Инна ждала откровений, ей даже показалось, что Надежда сейчас признается во всех убийствах. Вот так побегает-побегает по палате, покурит-покурит, потом остановится, посмотрит на Инну невидящим взглядом и буднично скажет, что она убила Алекса, за то, что он скотина, а потом убила Любунчика, за то, что она много знала, много на себя брала и давно ее доставала. Скажет и изобразит приступ шизофрении. Никто ее отсюда в тюрьму не заберет, наоборот, государство возьмет на себя обязательство лечить ее за свой счет. Надюнчик защищена, и опасаться ей нечего. А облегчить душу, видно, хочется, вот она и пригласила Инну в исповедники. Лучшей кандидатуры не найти.

— Я слушаю тебя, Надя, — нетерпеливо сказала Инна.

— Не могу так жить, не могу! Видишь, как руки дрожат? — Надежда закрыла глаза и вытянула перед собой руки. — Дрожат?

— Дрожат, — согласилась Инна и чуть не прибавила: «Не тяни, не томи, не мучай себя и меня, скажи, что убила Алекса, признайся, что угробила Любунчика, сразу станет спокойнее, глядишь, и руки перестанут дрожать, и ум за разум не будет заскакивать».

— Я на последней грани!
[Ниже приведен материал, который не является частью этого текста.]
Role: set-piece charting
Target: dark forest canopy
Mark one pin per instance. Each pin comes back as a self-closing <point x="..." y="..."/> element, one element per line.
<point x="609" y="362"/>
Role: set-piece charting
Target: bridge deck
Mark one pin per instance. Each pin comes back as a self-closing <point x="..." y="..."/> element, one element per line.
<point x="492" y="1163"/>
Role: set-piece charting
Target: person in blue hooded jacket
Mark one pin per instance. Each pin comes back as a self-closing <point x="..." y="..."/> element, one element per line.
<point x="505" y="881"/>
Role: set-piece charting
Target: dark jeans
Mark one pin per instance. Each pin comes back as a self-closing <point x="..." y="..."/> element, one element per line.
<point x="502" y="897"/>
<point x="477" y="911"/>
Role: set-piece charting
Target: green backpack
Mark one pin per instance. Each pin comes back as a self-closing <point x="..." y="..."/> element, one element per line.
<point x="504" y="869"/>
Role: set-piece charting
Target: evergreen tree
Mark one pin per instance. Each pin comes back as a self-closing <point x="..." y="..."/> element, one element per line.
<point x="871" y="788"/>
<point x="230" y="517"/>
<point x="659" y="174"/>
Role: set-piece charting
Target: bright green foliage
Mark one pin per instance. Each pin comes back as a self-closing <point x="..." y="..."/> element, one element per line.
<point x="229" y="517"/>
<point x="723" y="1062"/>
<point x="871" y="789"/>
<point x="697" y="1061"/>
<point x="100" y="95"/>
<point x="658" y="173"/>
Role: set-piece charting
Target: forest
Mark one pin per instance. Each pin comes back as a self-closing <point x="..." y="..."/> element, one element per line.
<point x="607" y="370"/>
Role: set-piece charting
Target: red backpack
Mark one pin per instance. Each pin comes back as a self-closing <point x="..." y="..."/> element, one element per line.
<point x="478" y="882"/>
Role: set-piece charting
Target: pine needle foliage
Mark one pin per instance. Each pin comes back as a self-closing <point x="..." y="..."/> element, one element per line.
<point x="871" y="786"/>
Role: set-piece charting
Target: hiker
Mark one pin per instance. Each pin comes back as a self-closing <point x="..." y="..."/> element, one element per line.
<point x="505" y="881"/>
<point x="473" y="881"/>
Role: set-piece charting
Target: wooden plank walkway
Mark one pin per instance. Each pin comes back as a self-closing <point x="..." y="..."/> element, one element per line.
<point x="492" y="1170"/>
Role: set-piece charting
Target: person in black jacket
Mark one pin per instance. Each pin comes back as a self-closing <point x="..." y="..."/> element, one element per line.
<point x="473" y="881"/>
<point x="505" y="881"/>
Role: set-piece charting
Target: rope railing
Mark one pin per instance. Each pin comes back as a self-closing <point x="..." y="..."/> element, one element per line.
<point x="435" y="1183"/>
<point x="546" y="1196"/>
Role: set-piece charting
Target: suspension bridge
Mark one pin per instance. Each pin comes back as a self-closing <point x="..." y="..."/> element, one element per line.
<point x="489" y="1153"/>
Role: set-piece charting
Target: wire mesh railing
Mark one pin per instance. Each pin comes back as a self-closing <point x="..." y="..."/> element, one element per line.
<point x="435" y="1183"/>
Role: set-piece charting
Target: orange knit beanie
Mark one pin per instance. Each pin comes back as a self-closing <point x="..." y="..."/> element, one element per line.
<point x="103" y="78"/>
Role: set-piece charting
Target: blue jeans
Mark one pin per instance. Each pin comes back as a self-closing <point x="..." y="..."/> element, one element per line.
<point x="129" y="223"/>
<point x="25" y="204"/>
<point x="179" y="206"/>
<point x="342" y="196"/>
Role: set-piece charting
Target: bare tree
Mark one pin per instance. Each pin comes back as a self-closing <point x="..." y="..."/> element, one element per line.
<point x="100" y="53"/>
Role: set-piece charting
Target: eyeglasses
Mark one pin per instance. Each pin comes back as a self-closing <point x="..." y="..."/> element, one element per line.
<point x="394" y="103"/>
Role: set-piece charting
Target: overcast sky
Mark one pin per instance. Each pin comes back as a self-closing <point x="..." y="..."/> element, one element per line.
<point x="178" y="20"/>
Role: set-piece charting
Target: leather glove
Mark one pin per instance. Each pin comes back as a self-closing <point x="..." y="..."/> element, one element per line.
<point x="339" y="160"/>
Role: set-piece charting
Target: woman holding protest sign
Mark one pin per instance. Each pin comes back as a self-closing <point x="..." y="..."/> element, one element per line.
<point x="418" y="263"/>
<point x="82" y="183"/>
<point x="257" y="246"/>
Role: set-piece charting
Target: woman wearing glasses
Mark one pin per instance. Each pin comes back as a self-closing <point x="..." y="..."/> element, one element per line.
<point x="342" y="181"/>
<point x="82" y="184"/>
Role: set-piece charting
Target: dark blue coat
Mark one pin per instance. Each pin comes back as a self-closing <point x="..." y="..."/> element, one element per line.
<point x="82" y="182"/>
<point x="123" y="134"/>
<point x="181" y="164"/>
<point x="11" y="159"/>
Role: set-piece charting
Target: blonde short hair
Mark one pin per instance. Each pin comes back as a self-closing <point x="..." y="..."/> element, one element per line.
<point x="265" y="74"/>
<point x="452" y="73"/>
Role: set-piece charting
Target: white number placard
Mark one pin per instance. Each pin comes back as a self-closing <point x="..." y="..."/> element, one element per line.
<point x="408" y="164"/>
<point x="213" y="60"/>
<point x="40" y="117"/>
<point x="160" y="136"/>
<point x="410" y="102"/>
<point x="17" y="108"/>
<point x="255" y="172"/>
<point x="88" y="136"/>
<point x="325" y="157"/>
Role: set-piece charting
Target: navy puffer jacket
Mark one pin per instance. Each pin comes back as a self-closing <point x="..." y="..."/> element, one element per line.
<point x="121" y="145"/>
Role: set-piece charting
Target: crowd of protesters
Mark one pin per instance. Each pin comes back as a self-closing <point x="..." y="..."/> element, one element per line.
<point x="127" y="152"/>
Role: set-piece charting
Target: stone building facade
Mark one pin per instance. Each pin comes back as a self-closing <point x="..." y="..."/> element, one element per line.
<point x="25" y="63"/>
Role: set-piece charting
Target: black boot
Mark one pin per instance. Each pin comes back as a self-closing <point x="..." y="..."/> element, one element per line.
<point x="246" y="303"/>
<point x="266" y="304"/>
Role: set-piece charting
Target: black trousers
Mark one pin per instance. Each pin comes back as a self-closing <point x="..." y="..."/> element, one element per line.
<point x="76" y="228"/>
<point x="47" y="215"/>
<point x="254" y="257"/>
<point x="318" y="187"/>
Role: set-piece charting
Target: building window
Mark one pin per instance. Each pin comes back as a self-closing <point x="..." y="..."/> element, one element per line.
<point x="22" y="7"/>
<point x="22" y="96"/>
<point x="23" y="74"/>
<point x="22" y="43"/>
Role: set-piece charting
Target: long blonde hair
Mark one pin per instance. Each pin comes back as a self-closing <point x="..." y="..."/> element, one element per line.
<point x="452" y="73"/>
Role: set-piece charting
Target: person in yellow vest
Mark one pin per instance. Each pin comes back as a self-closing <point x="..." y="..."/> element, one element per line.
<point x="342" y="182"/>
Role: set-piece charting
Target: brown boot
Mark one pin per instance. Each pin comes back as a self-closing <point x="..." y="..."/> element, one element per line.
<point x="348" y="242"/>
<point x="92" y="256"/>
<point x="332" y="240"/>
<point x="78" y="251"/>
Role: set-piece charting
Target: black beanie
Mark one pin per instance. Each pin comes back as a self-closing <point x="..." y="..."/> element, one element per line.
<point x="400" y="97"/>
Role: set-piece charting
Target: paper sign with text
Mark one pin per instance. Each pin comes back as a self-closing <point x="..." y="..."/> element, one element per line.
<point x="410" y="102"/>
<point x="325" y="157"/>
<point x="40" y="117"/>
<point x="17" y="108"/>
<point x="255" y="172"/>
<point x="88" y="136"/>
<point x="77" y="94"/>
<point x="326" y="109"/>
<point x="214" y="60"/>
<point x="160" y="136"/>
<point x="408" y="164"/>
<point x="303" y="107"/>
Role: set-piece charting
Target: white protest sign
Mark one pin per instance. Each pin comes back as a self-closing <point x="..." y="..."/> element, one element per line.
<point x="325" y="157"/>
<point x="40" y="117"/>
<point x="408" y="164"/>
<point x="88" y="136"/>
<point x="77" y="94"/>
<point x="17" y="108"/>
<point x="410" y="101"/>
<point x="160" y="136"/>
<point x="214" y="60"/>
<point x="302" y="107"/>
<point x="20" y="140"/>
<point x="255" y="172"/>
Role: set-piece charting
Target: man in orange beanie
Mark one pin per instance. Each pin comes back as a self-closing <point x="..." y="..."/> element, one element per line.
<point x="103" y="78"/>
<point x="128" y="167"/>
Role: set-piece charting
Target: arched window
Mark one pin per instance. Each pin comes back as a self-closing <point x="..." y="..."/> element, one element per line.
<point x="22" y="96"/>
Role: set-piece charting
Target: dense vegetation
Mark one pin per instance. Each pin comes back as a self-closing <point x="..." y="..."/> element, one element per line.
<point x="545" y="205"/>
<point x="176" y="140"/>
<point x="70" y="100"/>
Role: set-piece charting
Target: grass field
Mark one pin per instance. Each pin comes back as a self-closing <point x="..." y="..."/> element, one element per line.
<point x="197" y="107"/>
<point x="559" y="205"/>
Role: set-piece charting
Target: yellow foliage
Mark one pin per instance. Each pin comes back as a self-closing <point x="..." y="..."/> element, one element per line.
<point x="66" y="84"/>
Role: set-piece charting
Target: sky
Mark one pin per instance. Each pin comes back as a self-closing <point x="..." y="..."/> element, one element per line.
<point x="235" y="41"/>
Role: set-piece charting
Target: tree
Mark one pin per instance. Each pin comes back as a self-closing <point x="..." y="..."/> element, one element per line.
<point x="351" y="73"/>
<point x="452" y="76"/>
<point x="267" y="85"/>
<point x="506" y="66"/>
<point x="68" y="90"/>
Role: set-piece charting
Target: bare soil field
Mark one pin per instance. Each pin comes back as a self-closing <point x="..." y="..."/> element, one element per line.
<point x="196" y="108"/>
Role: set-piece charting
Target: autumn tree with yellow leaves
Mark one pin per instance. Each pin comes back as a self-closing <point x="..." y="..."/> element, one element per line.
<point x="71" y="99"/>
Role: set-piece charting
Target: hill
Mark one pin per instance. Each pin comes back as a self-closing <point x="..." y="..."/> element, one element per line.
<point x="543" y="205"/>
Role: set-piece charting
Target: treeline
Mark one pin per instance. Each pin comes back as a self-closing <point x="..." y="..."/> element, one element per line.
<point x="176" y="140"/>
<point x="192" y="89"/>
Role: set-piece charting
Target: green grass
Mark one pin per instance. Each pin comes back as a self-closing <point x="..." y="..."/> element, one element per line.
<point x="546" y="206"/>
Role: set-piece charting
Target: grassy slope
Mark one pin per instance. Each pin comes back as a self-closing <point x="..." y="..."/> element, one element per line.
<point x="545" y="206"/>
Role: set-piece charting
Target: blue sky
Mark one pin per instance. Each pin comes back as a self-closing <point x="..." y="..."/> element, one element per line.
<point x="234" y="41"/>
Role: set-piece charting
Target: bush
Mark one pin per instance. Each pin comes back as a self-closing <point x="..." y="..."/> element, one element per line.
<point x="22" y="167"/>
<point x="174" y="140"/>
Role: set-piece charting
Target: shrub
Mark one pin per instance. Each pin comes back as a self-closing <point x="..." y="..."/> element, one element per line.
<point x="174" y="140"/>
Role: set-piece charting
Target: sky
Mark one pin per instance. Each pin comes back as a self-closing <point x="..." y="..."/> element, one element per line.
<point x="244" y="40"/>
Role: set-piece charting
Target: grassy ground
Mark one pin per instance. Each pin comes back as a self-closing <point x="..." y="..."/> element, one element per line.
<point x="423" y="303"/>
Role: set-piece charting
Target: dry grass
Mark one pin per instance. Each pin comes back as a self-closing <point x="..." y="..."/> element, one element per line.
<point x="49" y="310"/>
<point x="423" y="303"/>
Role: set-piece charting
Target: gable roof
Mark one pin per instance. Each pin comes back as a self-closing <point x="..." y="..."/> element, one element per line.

Я боюсь сойти с ума. Помоги мне, Инна. — Надежда снова забегала по комнате, чуть ли не по стенкам, как мышь в закрытой наглухо банке.

«Что мне, сутану для исповеди надеть, крестом ее осенить и заголосить: «Покайся, раба Божия, покайся!»

— Наденька, прими успокоительное, — услышали они голос.

Инна оглянулась. Никого, кроме них, в палате не было.

«Может, это я посоветовала и не заметила? — подумала Инна. — Значит, тоже крыша едет. Славненько мы тут с ней заживем».

— Иди к черту, братец! — совсем не удивилась Надежда. — Не помогут мне твои лекарства. Вот кто мне сейчас врач! — Она указала на Пономаренко. — Ты мне поможешь, Инна?

— Ну да, постараюсь.

— Меня подставили! — выпалила Надежда и снова забегала по комнате. — Сволочи! Сволочи! Подлюки!

Она тяжело дышала, как загнанная лошадь, но продолжала ускорять шаг. И вдруг Надежда остановилась, повернулась к Инне, подняла над головой сжатые кулаки и пошла прямо на Инну, потрясая кулаками и выкрикивая: «Сволочи! Сволочи! Сволочи!»

«Да она безумна!» — испугалась Инна.

— Инна Владимировна, стойте и не шевелитесь! — приказал невидимый голос. Очевидно, за палатой наблюдали.

Инне стало спокойнее. «Спасут, ежели чего», — подумала она.

Надежда подошла совсем близко. Вид ее был ужасен: перекошенные судорогой губы, остановившиеся глаза, учащенное дыхание. Инна стояла как вкопанная, и это подействовало на больную женщину благотворно. Надежда вдруг улыбнулась и опустила руки.